She's been careful to keep her opinions to herself throughout her career, but now, the current urgency and state of politics has pushed her to speak out. Taylor Swift posted about politics for the first time ever, and she's coming in with a roar. The pop star posted to social media on Sunday, urging her fan base to vote in the November midterm elections.
"I’m writing this post about the upcoming midterm elections on November 6th, in which I’ll be voting in the state of Tennessee. In the past I’ve been reluctant to publicly voice my political opinions, but due to several events in my life and in the world in the past two years, I feel very differently about that now," Swift wrote in her Instagram caption.
Swift, who moved to Nashville, Tennessee as a teen, continued on, writing about LGBTQ advocacy, "I always have and always will cast my vote based on which candidate will protect and fight for the human rights I believe we all deserve in this country. I believe in the fight for LGBTQ rights, and that any form of discrimination based on sexual orientation or gender is WRONG."
The singer also revealed her thoughts on her inability to support Tennessee Rep. Marsha Blackburn because of her voting record. Instead, Swift wrote, she is planning on voting for the Democrat running for U.S. Senate in Tennessee, Phil Bredesen, and Jim Cooper for House of Representatives.
According to The Hill, the Cook Political Report rates the race between Bredesen and Blackburn as a “toss-up.” One poll showed Blackburn ahead of Bredesen by 5 points. The two candidates are squaring off to replace Sen. Bob Corker (R), who is retiring.
Swift was especially vocal against Blackburn's record and listed out what she found unacceptable about the ways the current congresswoman has voted in the past. Swift stressed that Blackburn voted against equal pay for women as well as the reauthorization of the Violence Against Women Act, which was enacted in 1994 and reauthorized ever since.
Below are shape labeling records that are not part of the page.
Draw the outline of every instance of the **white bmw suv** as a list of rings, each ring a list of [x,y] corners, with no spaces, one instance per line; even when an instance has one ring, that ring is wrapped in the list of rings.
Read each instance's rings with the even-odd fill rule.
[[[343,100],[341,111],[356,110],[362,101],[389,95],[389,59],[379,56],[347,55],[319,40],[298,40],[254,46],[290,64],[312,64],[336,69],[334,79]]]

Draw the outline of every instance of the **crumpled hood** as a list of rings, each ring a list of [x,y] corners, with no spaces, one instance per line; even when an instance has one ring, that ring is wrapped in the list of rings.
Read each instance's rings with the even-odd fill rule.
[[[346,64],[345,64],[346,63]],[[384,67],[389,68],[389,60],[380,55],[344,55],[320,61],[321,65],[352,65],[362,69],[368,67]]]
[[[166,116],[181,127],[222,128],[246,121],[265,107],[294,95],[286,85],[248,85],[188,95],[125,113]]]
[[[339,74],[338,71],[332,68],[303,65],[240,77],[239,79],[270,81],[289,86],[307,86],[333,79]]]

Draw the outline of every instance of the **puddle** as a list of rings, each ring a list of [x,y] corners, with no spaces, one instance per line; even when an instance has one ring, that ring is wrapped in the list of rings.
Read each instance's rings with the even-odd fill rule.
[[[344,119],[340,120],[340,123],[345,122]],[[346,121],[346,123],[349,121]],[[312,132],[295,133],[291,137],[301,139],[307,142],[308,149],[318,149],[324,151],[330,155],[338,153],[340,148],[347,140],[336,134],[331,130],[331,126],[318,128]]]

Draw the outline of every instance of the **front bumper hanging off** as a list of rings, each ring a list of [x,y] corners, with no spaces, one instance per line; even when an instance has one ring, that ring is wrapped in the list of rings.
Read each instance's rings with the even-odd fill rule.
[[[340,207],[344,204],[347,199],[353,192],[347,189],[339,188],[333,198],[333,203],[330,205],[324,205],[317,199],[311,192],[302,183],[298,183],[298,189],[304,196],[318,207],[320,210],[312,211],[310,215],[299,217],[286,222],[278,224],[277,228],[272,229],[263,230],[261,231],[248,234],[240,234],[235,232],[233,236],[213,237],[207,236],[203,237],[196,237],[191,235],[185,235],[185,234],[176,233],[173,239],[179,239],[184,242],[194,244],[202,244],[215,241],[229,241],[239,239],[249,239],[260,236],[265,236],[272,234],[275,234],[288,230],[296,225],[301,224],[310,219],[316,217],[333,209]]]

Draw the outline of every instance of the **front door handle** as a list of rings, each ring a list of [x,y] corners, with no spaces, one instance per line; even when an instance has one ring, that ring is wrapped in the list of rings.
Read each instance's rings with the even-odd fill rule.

The act addresses sexual assault, domestic and dating violence, and stalking by mainly giving grants and support to advocacy groups as well as law enforcement programs, CNN noted. Swift also wrote that Blackburn believes businesses should have a right to refuse service to gay couples and that these couples should not have the right to marry.
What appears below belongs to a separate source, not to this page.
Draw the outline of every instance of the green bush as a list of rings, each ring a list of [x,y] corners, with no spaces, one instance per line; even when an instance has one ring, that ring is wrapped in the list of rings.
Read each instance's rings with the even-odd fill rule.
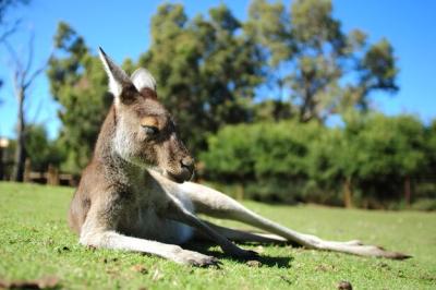
[[[434,196],[435,179],[422,179],[434,177],[431,132],[414,117],[378,113],[343,128],[292,120],[229,125],[209,136],[201,159],[206,179],[240,184],[249,198],[341,205],[347,192],[349,205],[392,208],[407,203],[407,184],[411,201]]]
"These are not MY Tennessee values," the 28-year-old artist wrote of Rep. Blackburn's record.
Bredesen acknowledged Swift's post on Sunday and responded, thanking her for the public show of support.
"Thank you for the kind words," Bredesen wrote on Twitter. "I’m honored to have your support and that of so many Tennesseans who are ready to put aside the partisan shouting and get things done. We’re ready for it."
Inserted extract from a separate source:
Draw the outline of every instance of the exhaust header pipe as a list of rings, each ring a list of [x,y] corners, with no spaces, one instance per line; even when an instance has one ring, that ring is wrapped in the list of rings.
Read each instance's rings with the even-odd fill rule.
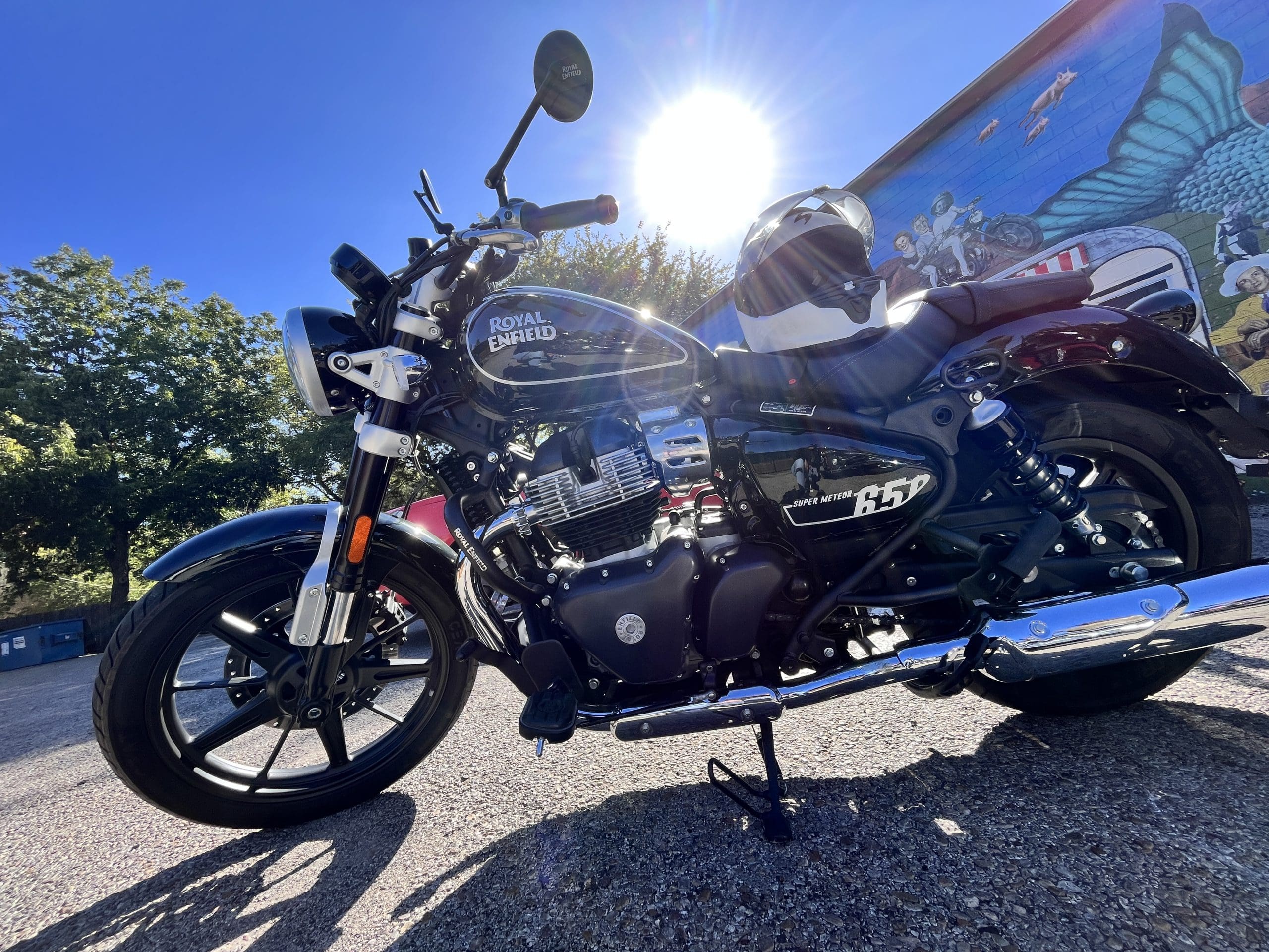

Swift ended her post with a call to action, especially among the youngest generation, who make up a sizable portion of her fan base.
"So many intelligent, thoughtful, self-possessed people have turned 18 in the past two years and now have the right and privilege to make their vote count," Swift finished. "But first you need to register, which is quick and easy to do."
The last day to register to vote is Oct. 9. Election day is on Nov. 6.